Mr Raab left the UK hours after he was questioned by MPs in the Foreign Affairs Select Committee on the events in central Asia.
He said he was “not confident with any precision” on how many people eligible to come to the UK were left in Afghanistan – although he claimed the number of British nationals is in the “low hundreds”.
The UK has said it is keen to work with Qatar and other international partners to ensure the Taliban government bear down on terrorist threats, facilitate humanitarian access and protect human rights – especially those of women and girls.
Before he left the country, the foreign secretary spoke to his Indian counterpart Dr Subrahmanyam Jaishankar and thanked him for helping to secure a UN Security Council resolution on Afghanistan.
Meanwhile, Prime Minister Boris Johnson is expected to travel to South East England to visit the troops who assisted in the evacuation from Kabul.
Qatar was the home to the Taliban‘s political operation from 2013 and is encouraging dialogue with the militants despite not recognising them as the government of Afghanistan.
Meanwhile, Foreign Office minister Lord Ahmad of Wimbledon will travel to Tajikistan to talk about the safety of those entering the country from neighbouring Afghanistan.
A leaked document, seen by ministers on 22 July and now shown to Sky News, warned the government that the withdrawal of US troops from Afghanistan would lead to “rapid Taliban advances”.
The Conservative chairman of the Foreign Affairs Committee, Tom Tugendhat, read extracts of the Principal Risk Register report to MPs as Mr Raab was questioned for almost two hours about the UK’s withdrawal from Afghanistan.
The document had stressed the move could lead to “the fall of cities”, the “collapse of security forces” and that the embassy “may need to close if security deteriorates”.
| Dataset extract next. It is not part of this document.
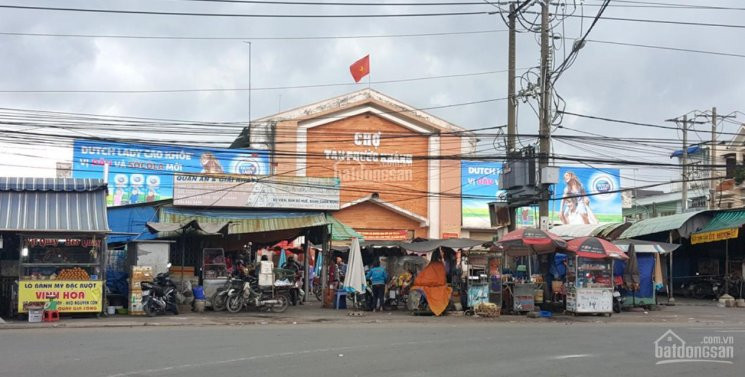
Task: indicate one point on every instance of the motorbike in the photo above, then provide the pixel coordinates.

Asked about the report, Mr Raab told the committee: “The central assessment that we were operating to – and it was certainly backed up by the JIC (Joint Intelligence Committee) and the military – is that the most likely, the central proposition, was that given the troop withdrawal by the end of August, you’d see a steady deterioration from that point, and it was unlikely Kabul would fall this year.”
A spokesperson for the Foreign Office said it is “simply wrong and misleading to suggest this document is any way at odds with our detailed assessments of the situation in Afghanistan or our public position throughout the crisis”.